With the rapid increase in the world population, the global demand for food production has been increasing steeply. This increase has resulted in an increased demand for phosphorus crop fertilizers and livestock feed additives. Considering recent predictions that the global reserves of high-grade phosphorus resources would deplete within 15 years, new initiatives have begun to utilize low-grade resources to ensure sustainable supply of this essential nutrient. The main challenge with the use of low-grade resources is the difficulty with the efficient and economical separation of phosphorus from the other constituent elements, such as iron, aluminum, and magnesium. Most previous studies on the adoption of low-grade phosphate ores have focussed on ore beneficiation processes which are expensive, complex, and in some cases inefficient. In this study, we develop an integrated process for the direct recovery and separation of dicalcium phosphate dihydrate for fertilizer and livestock feed additive production from a low-grade (2.0 wt% P) iron-rich (19.7 wt% Fe) phosphate ore.
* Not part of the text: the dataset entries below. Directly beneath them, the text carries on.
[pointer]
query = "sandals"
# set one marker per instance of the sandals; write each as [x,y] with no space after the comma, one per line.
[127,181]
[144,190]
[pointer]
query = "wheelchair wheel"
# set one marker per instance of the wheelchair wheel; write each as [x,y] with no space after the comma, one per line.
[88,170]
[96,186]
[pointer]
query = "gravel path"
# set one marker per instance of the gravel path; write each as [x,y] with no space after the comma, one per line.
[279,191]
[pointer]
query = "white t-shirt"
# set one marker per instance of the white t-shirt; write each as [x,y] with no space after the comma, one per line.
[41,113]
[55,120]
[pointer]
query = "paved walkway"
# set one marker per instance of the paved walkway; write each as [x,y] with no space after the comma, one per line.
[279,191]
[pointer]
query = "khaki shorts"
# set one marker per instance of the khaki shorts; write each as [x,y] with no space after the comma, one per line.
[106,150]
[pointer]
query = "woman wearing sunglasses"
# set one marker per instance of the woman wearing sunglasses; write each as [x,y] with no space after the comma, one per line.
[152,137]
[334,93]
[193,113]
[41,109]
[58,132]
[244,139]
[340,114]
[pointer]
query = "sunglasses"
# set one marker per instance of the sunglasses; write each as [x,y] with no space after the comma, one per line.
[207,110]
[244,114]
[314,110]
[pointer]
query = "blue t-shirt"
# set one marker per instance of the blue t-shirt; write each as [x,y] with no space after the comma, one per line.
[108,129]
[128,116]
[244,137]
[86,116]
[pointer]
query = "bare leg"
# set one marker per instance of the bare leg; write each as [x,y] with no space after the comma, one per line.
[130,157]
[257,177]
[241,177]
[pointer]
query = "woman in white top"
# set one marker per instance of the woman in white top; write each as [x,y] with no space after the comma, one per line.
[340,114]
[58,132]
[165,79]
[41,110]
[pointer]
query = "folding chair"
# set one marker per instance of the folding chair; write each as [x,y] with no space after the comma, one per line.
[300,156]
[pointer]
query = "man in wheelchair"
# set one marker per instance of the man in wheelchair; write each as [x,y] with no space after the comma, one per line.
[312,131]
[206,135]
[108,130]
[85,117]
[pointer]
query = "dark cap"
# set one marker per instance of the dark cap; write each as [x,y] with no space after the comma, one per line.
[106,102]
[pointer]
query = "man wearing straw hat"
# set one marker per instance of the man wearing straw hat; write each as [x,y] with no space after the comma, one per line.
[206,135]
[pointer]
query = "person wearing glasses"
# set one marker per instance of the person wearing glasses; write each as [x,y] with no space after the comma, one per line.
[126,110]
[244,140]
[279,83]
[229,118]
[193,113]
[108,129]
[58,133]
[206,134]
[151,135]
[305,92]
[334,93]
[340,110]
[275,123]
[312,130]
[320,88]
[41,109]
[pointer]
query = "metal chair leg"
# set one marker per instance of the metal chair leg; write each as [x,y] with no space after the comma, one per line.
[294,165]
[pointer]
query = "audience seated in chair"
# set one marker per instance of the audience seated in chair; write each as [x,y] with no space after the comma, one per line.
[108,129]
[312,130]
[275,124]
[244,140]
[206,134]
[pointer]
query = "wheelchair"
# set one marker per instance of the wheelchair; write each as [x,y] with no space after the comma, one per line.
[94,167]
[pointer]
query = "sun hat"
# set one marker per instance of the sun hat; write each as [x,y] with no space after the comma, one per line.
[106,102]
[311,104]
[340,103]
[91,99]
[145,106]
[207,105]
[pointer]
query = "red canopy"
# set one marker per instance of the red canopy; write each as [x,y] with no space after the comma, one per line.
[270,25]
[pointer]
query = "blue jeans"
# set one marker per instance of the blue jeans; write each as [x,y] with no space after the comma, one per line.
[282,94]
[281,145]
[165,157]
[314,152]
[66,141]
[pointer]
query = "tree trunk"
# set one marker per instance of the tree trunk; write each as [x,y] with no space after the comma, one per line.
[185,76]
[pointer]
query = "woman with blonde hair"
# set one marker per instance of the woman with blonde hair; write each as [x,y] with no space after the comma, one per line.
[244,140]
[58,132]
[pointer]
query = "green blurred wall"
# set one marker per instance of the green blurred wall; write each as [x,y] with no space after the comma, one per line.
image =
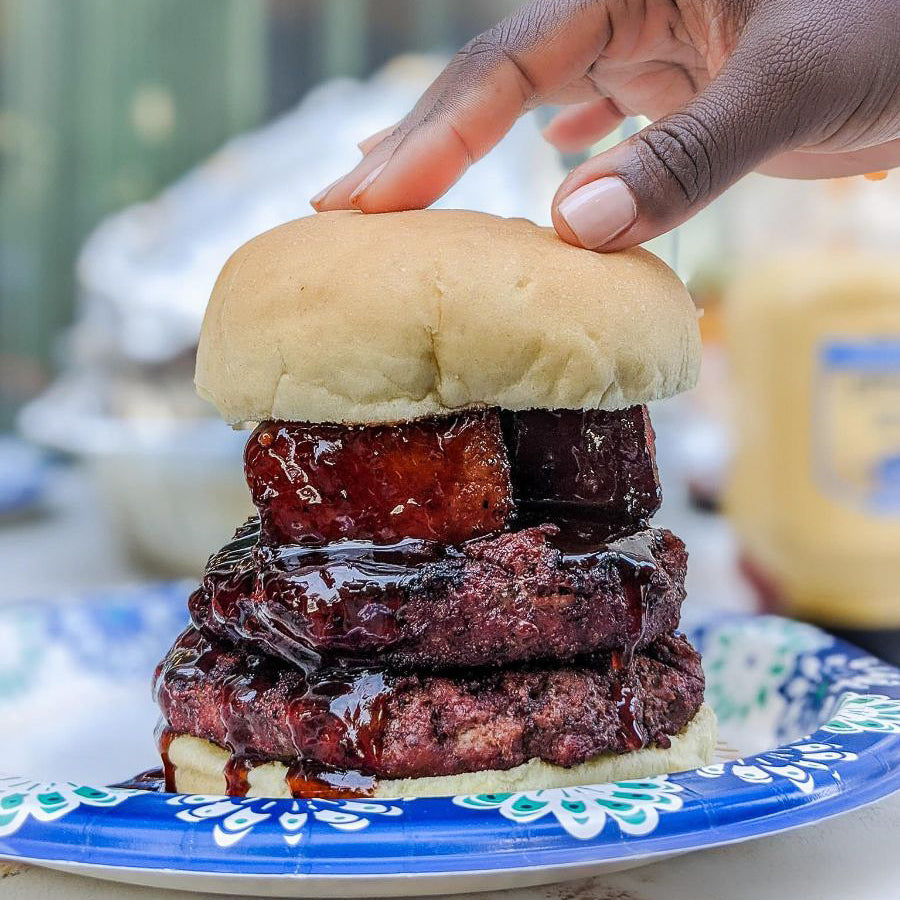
[102,102]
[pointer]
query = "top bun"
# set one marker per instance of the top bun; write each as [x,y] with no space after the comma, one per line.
[379,318]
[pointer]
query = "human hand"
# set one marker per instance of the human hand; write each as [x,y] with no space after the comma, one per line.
[807,89]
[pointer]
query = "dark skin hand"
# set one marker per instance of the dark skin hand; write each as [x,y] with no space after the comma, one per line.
[798,88]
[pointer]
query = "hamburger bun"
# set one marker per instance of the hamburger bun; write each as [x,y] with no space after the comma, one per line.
[362,319]
[199,768]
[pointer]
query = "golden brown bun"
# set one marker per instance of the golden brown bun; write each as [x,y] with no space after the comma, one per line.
[199,768]
[346,317]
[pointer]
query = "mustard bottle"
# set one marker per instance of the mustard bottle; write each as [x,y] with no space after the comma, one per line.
[814,495]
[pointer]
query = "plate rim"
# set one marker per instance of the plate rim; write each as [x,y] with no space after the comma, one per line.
[753,810]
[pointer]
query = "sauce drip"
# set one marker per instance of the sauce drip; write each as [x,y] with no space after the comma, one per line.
[629,730]
[164,740]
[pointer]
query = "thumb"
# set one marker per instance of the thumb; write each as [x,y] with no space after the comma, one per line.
[762,102]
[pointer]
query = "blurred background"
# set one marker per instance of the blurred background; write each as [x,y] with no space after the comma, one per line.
[141,141]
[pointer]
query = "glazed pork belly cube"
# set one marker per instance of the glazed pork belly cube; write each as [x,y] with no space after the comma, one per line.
[441,479]
[602,463]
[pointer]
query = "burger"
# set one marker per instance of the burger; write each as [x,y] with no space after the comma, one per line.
[452,584]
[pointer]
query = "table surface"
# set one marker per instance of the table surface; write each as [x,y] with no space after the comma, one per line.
[852,857]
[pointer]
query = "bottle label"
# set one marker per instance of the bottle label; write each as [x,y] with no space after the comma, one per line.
[856,436]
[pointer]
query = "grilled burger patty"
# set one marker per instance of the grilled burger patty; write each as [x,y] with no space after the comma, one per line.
[414,725]
[537,593]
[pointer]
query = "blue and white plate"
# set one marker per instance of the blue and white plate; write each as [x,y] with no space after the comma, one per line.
[816,724]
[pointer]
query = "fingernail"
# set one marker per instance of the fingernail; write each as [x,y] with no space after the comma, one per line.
[599,211]
[366,182]
[318,198]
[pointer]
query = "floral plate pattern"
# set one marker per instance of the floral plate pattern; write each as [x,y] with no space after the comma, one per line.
[817,720]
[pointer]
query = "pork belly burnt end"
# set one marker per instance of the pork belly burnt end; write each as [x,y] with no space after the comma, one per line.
[603,462]
[443,479]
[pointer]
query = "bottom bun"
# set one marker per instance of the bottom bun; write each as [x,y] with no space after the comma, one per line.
[199,768]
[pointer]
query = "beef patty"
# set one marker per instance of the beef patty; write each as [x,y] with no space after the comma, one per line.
[538,593]
[413,725]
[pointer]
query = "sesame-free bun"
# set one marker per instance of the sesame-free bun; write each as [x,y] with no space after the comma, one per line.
[361,318]
[199,768]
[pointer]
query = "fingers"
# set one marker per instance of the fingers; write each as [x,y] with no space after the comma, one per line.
[373,140]
[800,164]
[577,127]
[763,102]
[471,105]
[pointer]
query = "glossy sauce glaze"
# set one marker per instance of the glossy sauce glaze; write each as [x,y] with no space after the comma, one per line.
[443,479]
[601,462]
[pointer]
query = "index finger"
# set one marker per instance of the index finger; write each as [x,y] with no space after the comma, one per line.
[472,104]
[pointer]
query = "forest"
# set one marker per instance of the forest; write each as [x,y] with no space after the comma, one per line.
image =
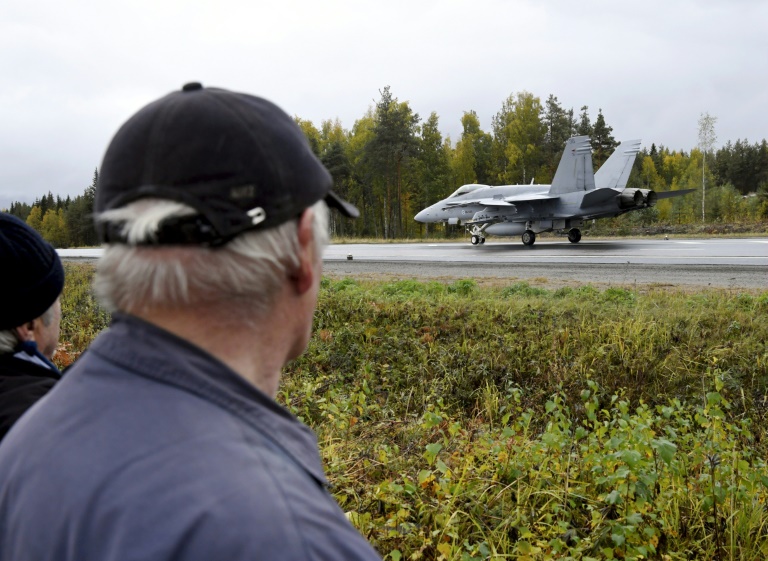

The process combines leaching using dilute sulfuric acid (0.29 M) and selective precipitation using calcium oxide. During selective precipitation, ethylenediaminetetraacetic acid (EDTA) is used as a stabilizing agent to prevent iron and phosphorus co-precipitation. This process can be operated as a closed loop, allowing the recovery and recycling of both water and EDTA, while eliminating the production of liquid waste. The developed process achieves around 70% phosphorus recovery as an industrial-grade (19 wt% P) dicalcium phosphate dihydrate product with minimal iron, magnesium, and aluminum contamination, while also producing value-added calcium sulfate dihydrate (gypsum) and iron/magnesium byproducts. This process enables economical and sustainable recovery of phosphorus from low-grade ores, which can address the rising global demand for food production.